Mil e quinhentos anos depois saltaram ao mar e vieram aqui e aqui é que deu certo. Você veja, a França não se expandiu. A Itália não se expandiu, ficaram lá comendo a sua comidinha, […?] muito menos.

O que expandiu foi a Ibéria. E a Ibéria veio e construiu esta coisa, equivalente ao mundo neobritânico, o mundo neolatino – do qual nós somos a unidade principal. É a nossa nação neolatina que é a mais rica, a mais futurosa. Então nós somos a nova Roma. A nova Roma é o Brasil.

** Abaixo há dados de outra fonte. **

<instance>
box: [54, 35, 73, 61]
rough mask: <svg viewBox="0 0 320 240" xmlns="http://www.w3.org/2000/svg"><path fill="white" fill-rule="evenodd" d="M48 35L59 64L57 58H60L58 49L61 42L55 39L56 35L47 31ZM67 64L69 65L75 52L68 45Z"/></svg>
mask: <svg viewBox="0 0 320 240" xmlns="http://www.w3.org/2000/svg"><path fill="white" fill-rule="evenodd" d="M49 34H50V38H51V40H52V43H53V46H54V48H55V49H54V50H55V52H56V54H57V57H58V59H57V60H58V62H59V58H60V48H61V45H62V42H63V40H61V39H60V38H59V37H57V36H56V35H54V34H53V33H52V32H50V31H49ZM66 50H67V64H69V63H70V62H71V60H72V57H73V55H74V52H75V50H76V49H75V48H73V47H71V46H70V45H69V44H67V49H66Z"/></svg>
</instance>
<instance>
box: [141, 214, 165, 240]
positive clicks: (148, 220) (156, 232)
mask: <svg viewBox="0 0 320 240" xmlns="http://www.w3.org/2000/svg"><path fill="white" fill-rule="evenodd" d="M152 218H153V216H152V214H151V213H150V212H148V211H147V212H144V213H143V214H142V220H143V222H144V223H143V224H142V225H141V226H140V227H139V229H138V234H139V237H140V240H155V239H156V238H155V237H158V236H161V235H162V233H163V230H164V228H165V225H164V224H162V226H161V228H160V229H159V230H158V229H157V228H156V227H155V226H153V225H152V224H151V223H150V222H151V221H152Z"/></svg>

Uma Roma lavada em sangue índio, lavada em sangue negro, melhor, tropical, e que está chamada a representar um importante papel no mundo. E esse livro mostra lentamente, cuidadosamente isso. E eu creio que ele tem uma grande beleza também, porque é uma beleza a aventura do nosso povo se fazendo a si mesmo.

Tal como uma figura terrível: a brutalidade, a incapacidade, a mediocridade da nossa classe dominante, que aqui o que faz é enricar, é ter vantagem para ela, é juntar, é gastar. O Brasil sempre foi um moinho direto da gente, moeu, liquidou seis milhões de índios que tinha aqui. Liquidou. Mais 12 milhões de negros africanos. Pra quê? Para adoçar a boca de europeu com açúcar. Para enriquecer com o ouro de Minas Gerais.

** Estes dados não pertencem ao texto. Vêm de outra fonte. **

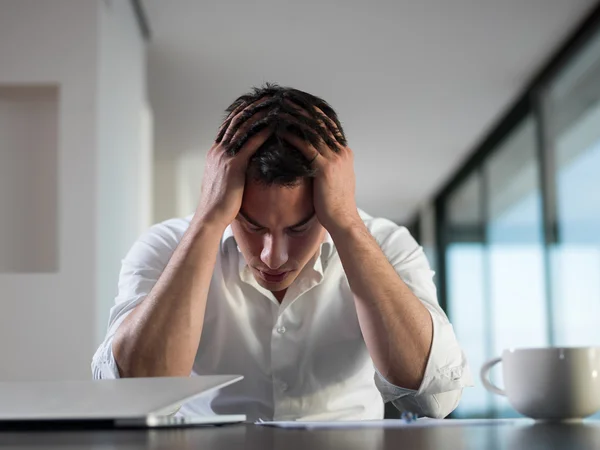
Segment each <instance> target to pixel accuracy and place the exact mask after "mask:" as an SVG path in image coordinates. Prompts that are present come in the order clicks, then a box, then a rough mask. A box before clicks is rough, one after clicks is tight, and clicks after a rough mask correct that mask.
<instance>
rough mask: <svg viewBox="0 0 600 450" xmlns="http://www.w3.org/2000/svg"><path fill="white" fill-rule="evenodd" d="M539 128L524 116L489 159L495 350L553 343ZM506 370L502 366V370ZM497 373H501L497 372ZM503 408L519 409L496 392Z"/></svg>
mask: <svg viewBox="0 0 600 450" xmlns="http://www.w3.org/2000/svg"><path fill="white" fill-rule="evenodd" d="M536 154H537V129H536V124H535V122H534V121H533V119H532V118H528V119H527V120H525V121H523V122H522V123H521V124H520V125H519V126H518V127H517V128H516V129H515V130H514V131H513V133H512V134H511V135H510V136H509V137H508V138H507V139H506V140H505V141H504V142H503V143H502V145H501V146H500V148H498V150H497V151H496V152H494V154H493V155H492V156H491V157H490V158H489V159H488V161H487V163H486V165H485V171H486V172H485V173H486V175H487V180H488V190H487V192H488V193H489V199H488V221H487V226H486V235H487V239H486V240H487V243H488V268H489V283H490V285H489V301H490V305H491V319H492V330H491V332H492V341H493V353H494V354H495V355H500V354H501V353H502V351H503V350H504V349H506V348H512V347H539V346H545V345H548V318H547V300H546V292H545V278H544V277H545V266H544V237H543V226H542V224H543V220H542V203H541V191H540V189H539V179H540V177H539V164H538V160H537V158H536ZM499 373H500V370H498V371H497V374H499ZM497 378H499V377H498V376H497ZM494 402H495V405H496V408H497V409H498V414H499V415H501V416H504V415H514V414H515V413H514V411H513V410H512V408H511V407H510V406H509V404H508V402H507V401H506V400H505V399H503V398H501V397H497V396H496V397H494Z"/></svg>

Então, a classe dominante sempre se deu bem e continua se dando bem. Mas o povão está aí, com uma fome que é espantosa. Por que fome neste país? Por que criança sem escola neste país? Por que que nós só somos melhores, só somos melhores, excluindo São Paulo, do que Bangladesh, em educação?

É pra morrer de vergonha. Então, tanto é bonito este povo se reinventando, se fazendo, se construindo, como esta classe dominante medíocre, que a gente tem que dar um jeito nela, para obrigá-la aceitar que o Brasil realize suas potencialidades, de uma nova civilização, de uma nova Roma.”